Los crímenes del metro

Una de tantas noches de conducción – me encanta conducir de noche – charlaba con un amigo sobre lo que nos había pasado desde la última vez que nos habíamos visto. Es una persona muy coherente y centrada, con quien da gusto hablar de cualquier tema incluso aunque pienses de manera muy diferente a la suya. Es alguien muy enriquecedor, que siempre da pie a la reflexión. Además es tremendamente creativo y en ocasiones muy muy distraído…

Me contó, con una mezcla de gracia, vergüenza e ilusión, que había «recuperado la fe en el ser humano». Hace poco había sido capaz de perder su cartera dos veces en un mismo día, habiéndola recuperado en ambas ocasiones.

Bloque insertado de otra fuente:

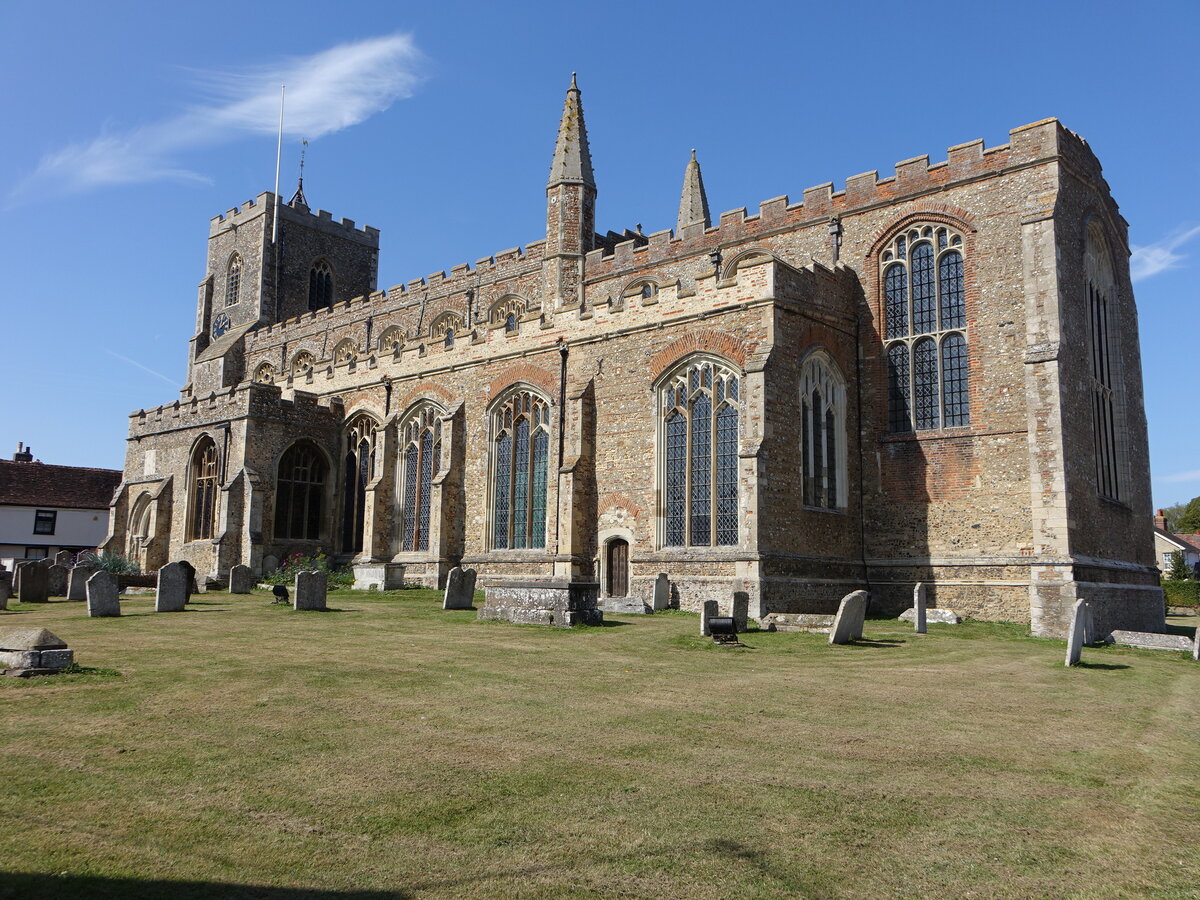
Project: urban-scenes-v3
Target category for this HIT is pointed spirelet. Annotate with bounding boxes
[676,150,713,234]
[546,72,596,187]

Una de ellas en el autobús, dándose cuenta al instante, y la otra en el metro, advirtiendolo una parada después y teniendo imposible mirar en el andén donde la había perdido.

Al acercarse a la salida estaban los típicos controladores que verifican que has pagado el billete y no te has colado:

– No se lo va a creer, pero es que acabo de perder la cartera…

– ¡No, no, a ti lo que te ha pasado es que te han robado!

– Creo que solo la he perdido, pero de todas formas no le puedo demostrar que he pagado el billete.

– ¡Que no, que aquí hay mucho ladrón suelto!. Corre a poner la denuncia… y da gracias que no te pongo una multa.

Tas un buen rato, mi particular amigo fue a objetos perdidos y allí estaba su cartera. Alguien la había devuelto con las tarjetas y todo el dinero. Intacta.

Sin duda alguna yo habría vuelto donde los controladores a contárselo, algo que no hizo mi amigo. Aquellos controladores seguirían en sus trece, viviendo su amarga realidad.

foto_0520110812120551

Ya sea por un sesgo cognitivo o social para decidir más rápidamente o economizar, parece que vivimos bajo el embrujo del mundo en que vivimos.

Es fácil que la embarazada solo vea carros de bebés por la calle, como el médico ve enfermedades o el policía posibles crímenes. Aún no he conocido a nadie que llame a la policía o vaya al médico a contar lo bien que se encuentra o cuan feliz ha sido su día…

Parece como si, sin darnos cuenta, el mundo se hubiera convertido en algo habitual para nosotros, que diría Gaarder.

Creo que las insignificantes buenas acciones son las que realmente cambian el mundo, en contraposición de dejarnos llevar por el prejuicio negativo (quiero creer que existen los positivos), optar por la inacción o el reproche. Puede que esos detalles sin importancia muchas veces no sirvan de nada pero… ¿Y si sí?

¿Y si, sin darnos cuenta, con un «por favor», un barato «lo siento», una sonrisa cómplice al ceder el paso o tantos otros pequeños detalles de nuestro día a día, activáramos un resorte que haga cambiar el paso de alguien?

Es normal pensar que soy demasiado optimista o un pobre ingenuo.

Rara vez tenemos feedback de la vida interior de aquellos que nos cruzamos. Desconocemos en gran medida como afecta a nuestro entorno todo lo que hacemos. Es como echar monedas a una hucha sin fondo o de la que no sabemos si podremos volver a sacar el dinero guardado.

Os contaré un «secreto»: por simple estadística hay un gran número de cosas que hacemos que, aunque no lo sepamos, hacen bien a los demás, dejando huella de manera positiva.

Es necesario habituarnos al mundo y adquirir experiencia, si, pero orientándola positivamente, construyendo la pirámide desde abajo, desde donde llegan nuestras manos. Ya llegaremos a la cúspide…

¿Y si enseñáramos al resto a disfrutar de los pequeños detalles? ¿Y si les hiciéramos partícipes de nuestra pequeña gran conspiración?

Siempre he pensado que un «gracias» puede cambiar el mundo. Es donde se inicia, o continúa, una cadena de favores, de «buenas» emociones que ayudan a obrar de forma acertada, que empujan a desear lo deseable.

Sé el cambio que quieres ver en el mundo.